Por exemplo, em decisão recente, o STJ destacou que a guarda compartilhada exige “colaboração mínima entre os pais” e que, quando essa colaboração é inviável por conta de violência doméstica, deve-se priorizar a proteção da criança e da parte vulnerável.
Ou seja, a prioridade é sempre o melhor interesse da criança, e não a aplicação automática da guarda compartilhada.
Como ficam as visitas em casos de medidas protetivas?
Muitos pais e mães se perguntam: “Se a guarda compartilhada não é possível, o agressor perde totalmente o direito de conviver com o filho?”
A resposta é: depende do caso concreto. O juiz pode autorizar visitas monitoradas em espaços supervisionados (como pontos de encontro assistido) ou até mesmo suspender temporariamente o direito de visitas, caso exista risco à criança.
Tudo será avaliado à luz do princípio da proteção integral da criança, previsto no Estatuto da Criança e do Adolescente (ECA).
Diferença entre guarda e convivência
É importante lembrar que guarda e convivência não são sinônimos.
- Guarda diz respeito à responsabilidade legal de tomar decisões sobre a vida do filho (educação, saúde, moradia).
- Convivência refere-se ao direito de manter contato e visitas.

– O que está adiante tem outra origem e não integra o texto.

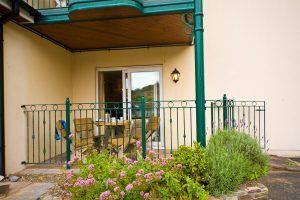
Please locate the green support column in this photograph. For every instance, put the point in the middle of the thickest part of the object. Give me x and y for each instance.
(68, 150)
(143, 126)
(199, 73)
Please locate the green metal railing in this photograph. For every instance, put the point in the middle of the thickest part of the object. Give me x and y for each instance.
(244, 116)
(47, 4)
(118, 127)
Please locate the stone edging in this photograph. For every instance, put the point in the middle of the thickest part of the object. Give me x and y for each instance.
(258, 192)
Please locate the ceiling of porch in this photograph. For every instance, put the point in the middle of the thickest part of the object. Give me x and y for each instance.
(138, 31)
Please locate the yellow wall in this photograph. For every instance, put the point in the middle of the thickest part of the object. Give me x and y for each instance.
(84, 79)
(85, 65)
(36, 71)
(252, 53)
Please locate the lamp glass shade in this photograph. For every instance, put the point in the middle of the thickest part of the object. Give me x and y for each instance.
(175, 75)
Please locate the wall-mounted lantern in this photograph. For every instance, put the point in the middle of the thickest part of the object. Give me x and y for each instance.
(175, 75)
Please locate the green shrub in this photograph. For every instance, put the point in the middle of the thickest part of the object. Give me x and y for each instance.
(108, 177)
(233, 158)
(193, 161)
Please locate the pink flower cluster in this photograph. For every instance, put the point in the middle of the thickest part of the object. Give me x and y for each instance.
(80, 182)
(91, 167)
(122, 175)
(110, 182)
(145, 195)
(129, 187)
(105, 194)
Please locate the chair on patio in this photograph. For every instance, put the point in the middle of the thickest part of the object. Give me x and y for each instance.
(83, 137)
(122, 143)
(152, 127)
(84, 133)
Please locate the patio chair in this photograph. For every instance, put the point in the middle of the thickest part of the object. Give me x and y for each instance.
(152, 126)
(153, 129)
(83, 137)
(84, 133)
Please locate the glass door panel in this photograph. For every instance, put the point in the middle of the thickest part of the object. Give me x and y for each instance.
(144, 84)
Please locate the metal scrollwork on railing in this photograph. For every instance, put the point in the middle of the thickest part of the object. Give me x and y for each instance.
(188, 20)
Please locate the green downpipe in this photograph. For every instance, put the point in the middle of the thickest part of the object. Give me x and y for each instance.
(199, 73)
(68, 112)
(143, 126)
(225, 120)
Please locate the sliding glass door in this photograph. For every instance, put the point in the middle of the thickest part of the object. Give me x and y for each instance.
(135, 83)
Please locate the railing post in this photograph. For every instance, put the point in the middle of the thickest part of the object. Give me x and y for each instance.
(68, 154)
(225, 120)
(143, 126)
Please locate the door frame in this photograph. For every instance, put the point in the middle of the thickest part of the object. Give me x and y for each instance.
(136, 68)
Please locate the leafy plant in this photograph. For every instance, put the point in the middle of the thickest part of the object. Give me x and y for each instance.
(233, 158)
(193, 161)
(108, 177)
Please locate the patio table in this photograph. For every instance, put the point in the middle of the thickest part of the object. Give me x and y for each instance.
(111, 129)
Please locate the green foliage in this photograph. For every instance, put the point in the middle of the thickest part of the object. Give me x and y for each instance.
(230, 159)
(193, 161)
(233, 158)
(106, 177)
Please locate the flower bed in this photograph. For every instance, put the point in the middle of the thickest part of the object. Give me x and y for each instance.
(191, 173)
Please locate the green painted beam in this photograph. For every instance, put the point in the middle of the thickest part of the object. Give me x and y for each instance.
(61, 15)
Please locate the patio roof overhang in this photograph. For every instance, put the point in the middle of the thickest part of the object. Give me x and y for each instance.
(93, 25)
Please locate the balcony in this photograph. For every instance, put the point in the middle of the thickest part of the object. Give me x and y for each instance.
(161, 126)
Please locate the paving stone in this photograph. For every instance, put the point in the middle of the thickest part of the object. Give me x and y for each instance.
(40, 171)
(245, 197)
(253, 189)
(30, 192)
(14, 178)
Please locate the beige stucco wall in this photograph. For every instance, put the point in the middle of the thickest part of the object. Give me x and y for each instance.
(36, 71)
(85, 65)
(252, 52)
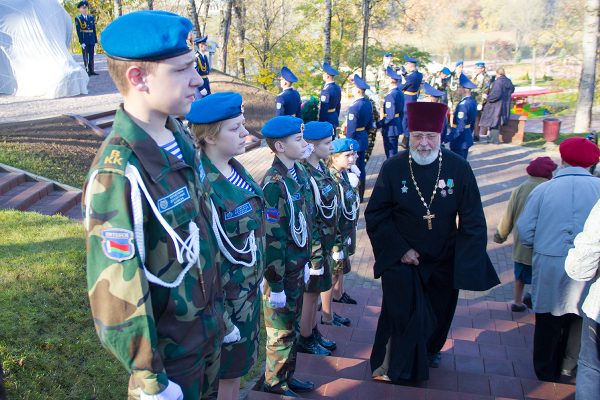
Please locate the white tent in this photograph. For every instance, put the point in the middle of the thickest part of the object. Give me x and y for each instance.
(34, 51)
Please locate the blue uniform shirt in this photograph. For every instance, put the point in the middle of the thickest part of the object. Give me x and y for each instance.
(461, 134)
(288, 103)
(360, 119)
(331, 97)
(393, 107)
(86, 29)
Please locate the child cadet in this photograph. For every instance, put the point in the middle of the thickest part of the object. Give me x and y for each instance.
(392, 112)
(461, 130)
(331, 97)
(202, 67)
(217, 122)
(153, 278)
(285, 188)
(340, 161)
(324, 226)
(288, 102)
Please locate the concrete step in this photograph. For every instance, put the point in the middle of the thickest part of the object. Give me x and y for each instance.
(25, 195)
(58, 202)
(9, 180)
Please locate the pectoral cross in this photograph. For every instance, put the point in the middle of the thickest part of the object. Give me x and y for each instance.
(429, 217)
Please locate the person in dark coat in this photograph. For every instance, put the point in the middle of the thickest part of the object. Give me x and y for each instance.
(422, 255)
(496, 111)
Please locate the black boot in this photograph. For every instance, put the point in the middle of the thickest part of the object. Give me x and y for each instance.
(323, 341)
(300, 386)
(282, 389)
(311, 346)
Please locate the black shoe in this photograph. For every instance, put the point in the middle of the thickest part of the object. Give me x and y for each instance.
(323, 341)
(342, 320)
(310, 345)
(434, 359)
(527, 300)
(300, 386)
(282, 389)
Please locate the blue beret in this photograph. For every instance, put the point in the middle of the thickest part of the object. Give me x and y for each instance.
(216, 107)
(343, 144)
(465, 82)
(329, 70)
(146, 36)
(392, 74)
(359, 83)
(288, 75)
(314, 130)
(282, 126)
(430, 90)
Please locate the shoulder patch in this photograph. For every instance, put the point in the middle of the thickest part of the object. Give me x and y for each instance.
(117, 244)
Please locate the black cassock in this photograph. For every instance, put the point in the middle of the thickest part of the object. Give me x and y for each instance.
(419, 301)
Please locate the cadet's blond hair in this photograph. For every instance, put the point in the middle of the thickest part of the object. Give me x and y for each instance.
(202, 132)
(118, 69)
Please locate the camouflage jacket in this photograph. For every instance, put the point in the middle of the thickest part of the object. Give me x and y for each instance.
(347, 196)
(144, 324)
(483, 86)
(283, 257)
(240, 212)
(323, 229)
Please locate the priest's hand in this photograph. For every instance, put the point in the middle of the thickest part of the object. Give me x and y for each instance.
(411, 257)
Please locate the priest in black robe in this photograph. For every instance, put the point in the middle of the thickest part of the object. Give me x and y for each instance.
(426, 225)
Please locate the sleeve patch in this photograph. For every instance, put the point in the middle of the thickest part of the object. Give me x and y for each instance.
(117, 244)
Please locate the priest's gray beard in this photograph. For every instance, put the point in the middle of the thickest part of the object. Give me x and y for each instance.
(425, 159)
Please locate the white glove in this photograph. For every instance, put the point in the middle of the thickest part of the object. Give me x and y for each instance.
(277, 299)
(172, 392)
(306, 273)
(317, 272)
(234, 336)
(354, 181)
(355, 169)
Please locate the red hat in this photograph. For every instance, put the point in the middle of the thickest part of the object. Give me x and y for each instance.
(426, 117)
(579, 152)
(541, 167)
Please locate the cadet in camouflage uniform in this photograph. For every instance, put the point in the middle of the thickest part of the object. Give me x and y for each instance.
(324, 193)
(483, 82)
(218, 127)
(152, 273)
(285, 188)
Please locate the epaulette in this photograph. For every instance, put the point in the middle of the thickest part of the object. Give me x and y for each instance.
(113, 158)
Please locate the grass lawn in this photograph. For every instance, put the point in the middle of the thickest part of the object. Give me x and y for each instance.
(48, 346)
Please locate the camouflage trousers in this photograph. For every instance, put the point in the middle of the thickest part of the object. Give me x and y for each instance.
(197, 373)
(238, 358)
(282, 326)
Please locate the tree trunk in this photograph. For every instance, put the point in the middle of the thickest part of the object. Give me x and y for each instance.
(327, 32)
(225, 28)
(591, 26)
(118, 7)
(365, 38)
(239, 13)
(193, 15)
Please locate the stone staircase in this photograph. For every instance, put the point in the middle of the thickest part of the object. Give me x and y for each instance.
(20, 190)
(488, 355)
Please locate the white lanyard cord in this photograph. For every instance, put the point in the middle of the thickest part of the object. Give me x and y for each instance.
(331, 209)
(249, 244)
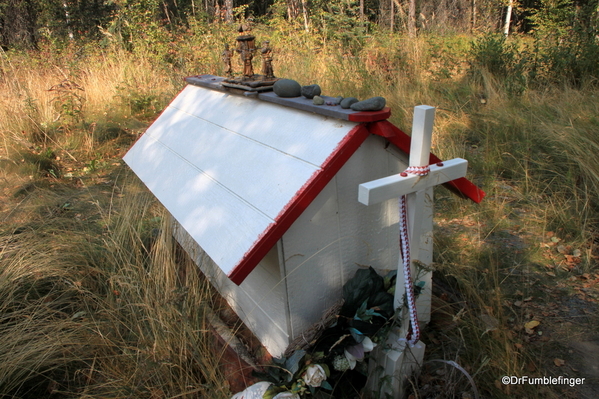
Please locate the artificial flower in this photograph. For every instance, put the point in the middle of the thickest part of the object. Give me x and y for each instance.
(314, 375)
(287, 395)
(255, 391)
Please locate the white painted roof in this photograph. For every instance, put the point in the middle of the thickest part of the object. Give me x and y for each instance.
(229, 167)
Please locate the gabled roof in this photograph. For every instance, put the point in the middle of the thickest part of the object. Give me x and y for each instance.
(236, 172)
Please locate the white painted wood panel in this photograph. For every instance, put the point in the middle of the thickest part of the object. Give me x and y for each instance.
(368, 234)
(304, 135)
(224, 224)
(225, 166)
(260, 301)
(312, 261)
(241, 165)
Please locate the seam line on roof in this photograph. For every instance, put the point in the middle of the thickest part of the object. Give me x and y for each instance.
(254, 140)
(210, 177)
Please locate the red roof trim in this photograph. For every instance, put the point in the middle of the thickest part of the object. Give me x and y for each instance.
(298, 204)
(462, 186)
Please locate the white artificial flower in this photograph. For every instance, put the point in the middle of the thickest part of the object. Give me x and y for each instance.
(314, 375)
(351, 359)
(287, 395)
(255, 391)
(368, 345)
(363, 347)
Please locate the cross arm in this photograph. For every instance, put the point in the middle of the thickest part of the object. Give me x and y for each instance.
(461, 186)
(394, 186)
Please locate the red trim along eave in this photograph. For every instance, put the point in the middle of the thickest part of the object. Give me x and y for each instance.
(298, 204)
(370, 116)
(462, 186)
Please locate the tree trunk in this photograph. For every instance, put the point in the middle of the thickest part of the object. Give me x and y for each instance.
(18, 28)
(305, 13)
(412, 18)
(292, 9)
(362, 13)
(228, 11)
(391, 16)
(473, 16)
(508, 18)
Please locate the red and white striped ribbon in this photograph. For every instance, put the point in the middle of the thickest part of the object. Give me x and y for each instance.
(404, 240)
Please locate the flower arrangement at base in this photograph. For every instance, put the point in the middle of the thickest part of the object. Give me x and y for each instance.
(333, 364)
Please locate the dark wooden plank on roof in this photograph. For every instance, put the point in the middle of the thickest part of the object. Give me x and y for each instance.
(302, 103)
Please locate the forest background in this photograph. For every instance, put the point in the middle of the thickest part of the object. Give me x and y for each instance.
(94, 300)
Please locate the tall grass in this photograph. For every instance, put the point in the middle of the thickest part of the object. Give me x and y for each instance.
(91, 299)
(104, 315)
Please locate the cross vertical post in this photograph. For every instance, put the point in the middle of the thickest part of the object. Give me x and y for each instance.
(399, 361)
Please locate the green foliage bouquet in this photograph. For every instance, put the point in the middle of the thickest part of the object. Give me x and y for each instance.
(332, 363)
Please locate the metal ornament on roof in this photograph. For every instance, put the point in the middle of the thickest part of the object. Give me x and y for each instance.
(246, 48)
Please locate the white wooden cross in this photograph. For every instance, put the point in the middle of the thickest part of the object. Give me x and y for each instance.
(418, 190)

Assim, mesmo sem guarda compartilhada, o juiz pode organizar um regime de convivência seguro, desde que não represente risco à criança.
Exemplos práticos do dia a dia
- Caso de agressão contra a mãe: O pai responde a processo de violência doméstica e está proibido de se aproximar da mãe. A guarda compartilhada não pode ser aplicada. A criança fica sob guarda unilateral da mãe, e o juiz pode autorizar visitas monitoradas.
- Conflito intenso, mas sem violência: Pais brigam constantemente, mas não há medidas protetivas. Aqui, a guarda compartilhada ainda é possível, desde que ambos consigam, minimamente, dialogar sobre os filhos.
- Agressão contra a criança: Quando a violência é direcionada ao próprio filho, a tendência é restringir ao máximo o contato do agressor, podendo até suspender o direito de visitas.
Como pedir a alteração da guarda em caso de violência?
Se você ou alguém próximo está nessa situação, é importante saber os passos básicos:
- Registrar ocorrência na delegacia ou buscar apoio nos canais de denúncia (Disque 180).
- Solicitar medidas protetivas ao juiz, com base na Lei Maria da Penha.
- Pedir revisão da guarda no processo de família, demonstrando que a guarda compartilhada é inviável.
- Apresentar provas (laudos médicos, boletins de ocorrência, testemunhas).
O juiz avaliará os documentos e decidirá de acordo com o melhor interesse da criança.
Links internos recomendados
Para aprofundar o tema, sugerimos a leitura dos seguintes artigos já publicados em nosso blog:
- Guarda unilateral: Quando é possível e como solicitá-la judicialmente
- Alienação parental: sinais e medidas legais para proteger seus filhos
- Meu ex não cumpre o regime de visitas: o que posso fazer legalmente?
Esses conteúdos complementam a compreensão sobre situações em que a guarda unilateral ou limitações de convivência podem ser aplicadas.
Conclusão
A guarda compartilhada é o modelo preferencial no Brasil, mas não pode ser aplicada de forma automática quando existem medidas protetivas. Nessas situações, a proteção da criança e da vítima de violência é prioridade absoluta.
O juiz analisará caso a caso, podendo determinar guarda unilateral, visitas supervisionadas ou até a suspensão do convívio. O ponto central é sempre o mesmo: garantir que o ambiente familiar seja seguro e saudável para o desenvolvimento da criança.